Bruns is an expert on the impact of user-led content creation in the fields of produsers and produsage, blogging, gatewatching and citizen journalism and learning and teaching in the digital age. 'His current work focuses especially on the study of user participation in social media spaces such as Twitter in the context of acute events.'

Bruns was elected a Fellow of the Australian Academy of the Humanities in 2023.

== Influences ==
Bruns draws on the works of scholars from a number of different fields. Produsage has evolved out of Yochai Benkler's work in commons based peer-production, which Benkler has described as "the emergence of a new information environment, one in which individuals are free to take a more active role than was possible in the industrial information economy of the twentieth century." Bruns offers the concept of produsers as re-development on Alvin Toffler's ideas of the prosumer, he believes Toffler's definition of the prosumer is "anything but the active, content-creating, self-directed individual whom we may encounter in the produsage community…they merely consume commercial products rather than actively contributing their own ideas."

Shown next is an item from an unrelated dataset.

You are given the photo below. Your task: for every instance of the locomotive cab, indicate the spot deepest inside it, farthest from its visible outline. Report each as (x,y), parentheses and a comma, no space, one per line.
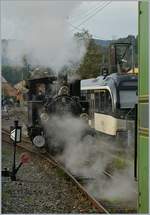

Bruns' development of gatewatching theory comes out of the work of Herbert Gans and his ideas on "multiperspectiviality". He believes that the plurality of media forms currently available may allow for the realization of a Gansian mediasphere. "It is possible to suggest, however, that the news, and the news media, be multiperspectival, presenting and representing as many perspectives as possible – and at the very least, more than today."

Bruns' contemporaries and influences in the fields of citizen journalism, produsage and gatewatching include: Henry Jenkins, Yochai Benkler, Clay Shirky, J.D. Lasica, Alfred Hermida. Jack Lule, Graham Meikle amongst a host of other new media and online media scholars.

== Produsage ==
Bruns' research into user-led content production, or produsage, investigates the "changed content production value chain model in collaborative online environments: in these environments, a strict producer/consumer dichotomy no longer applies – instead, users are almost always also able to be producers of content, and often necessarily so in the very act of using it."

He identifies four key characteristics of these online environments:
- User Led Content Production
- Collaborative Engagement
- Palimpsestic, Iterative, Evolutionary Development
- Alternative Approaches to Intellectual Property
- Heterachichal, Permeable Community Structures

== Bibliography ==
- Axel Bruns. Gatewatching and news curation: Journalism, social media, and the public sphere. New York: Peter Lang, 2018.
- Katrin Weller, Axel Bruns, Jean Burgess, Merja Mahrt, and Cornelius Puschmann, eds. Twitter and Society. New York: Peter Lang, 2014.
- John Hartley, Jean Burgess, and Axel Bruns, eds. A Companion to New Media Dynamics. London: Blackwell, 2013.
- Axel Bruns. Blogs, Wikipedia, Second Life and Beyond: From Production to Produsage. New York: Peter Lang, 2008.
- Axel Bruns and Joanne Jacobs, eds. Uses of Blogs. New York: Peter Lang, 2006.
- Axel Bruns. Gatewatching: Collaborative Online News Production. New York: Peter Lang, 2005.